Tras el aplazamiento del encuentro (hay quien dice podría haberse disputado el partido el sábado si los operarios se hubieran aplicado con la nieve), jugamos el domingo, repitiendo errores y encajando.

Tras el gol en contra de siempre, vinieron unos buenos minutos en los que el Pucela ofreció eso que queremos: descaro, raza y efectividad y nos fuimos al descanso con otro sabor de boca.

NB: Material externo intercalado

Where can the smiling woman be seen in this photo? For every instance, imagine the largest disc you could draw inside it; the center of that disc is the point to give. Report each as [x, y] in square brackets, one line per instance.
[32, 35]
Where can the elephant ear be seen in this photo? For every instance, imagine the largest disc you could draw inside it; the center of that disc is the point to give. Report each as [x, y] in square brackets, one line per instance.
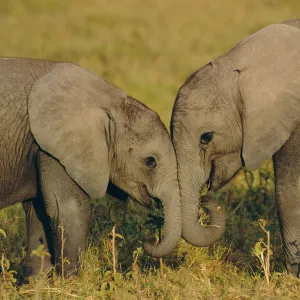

Pero el sambenito del equipo de Sampedro nos hacía pensar lo peor y el Real Valladolid se dejó remontar. El cuarto gol, con varios errores en cadena, mataba al equipo en una jugada que es toda una metáfora de lo que es este Pucela. No recuerdo la última vez en la que ganamos tres partidos seguidos y contra Osasuna, ya es otro encuentro que se nos atraganta fuera de casa. Lo siento mucho, pero un equipo que quiere ascender debe encadenar más de dos partidos buenos, si no, es imposible. Eso por no hablar del nivel que está demostrando el conjunto en defensa. El entrenador sigue sin cambiar el sistema o dar entrada a nuevos nombres para frenar la sangría.

2018 no nos ha traído buenos augurios. Algunos piden que cambie el técnico y otros que haya fichajes contrastados, sobre todo en la retaguardia, que eviten que este año siga siendo desesperante para la afición. El Valladolid volvió a ofrecer una fuerza de voluntad muy pequeña en Navarra. Como el que se propone comer bien con el nuevo año y el 6 de enero se empacha de chocolate y roscón; como el que pretende ver buen cine subtitulado y aprender inglés y a los quince minutos ya ha cambiado a esa serie española de gritos y humor zafio.

Los buenos propósitos y el buen rollito que quiere transmitir ese XII Pucela deben traducirse e en seriedad dentro del campo. Si no, los que sí quieren cuidarse y mejorar, como hizo Arnaiz o puede hacer Mata, cambiarán pronto de gimnasio.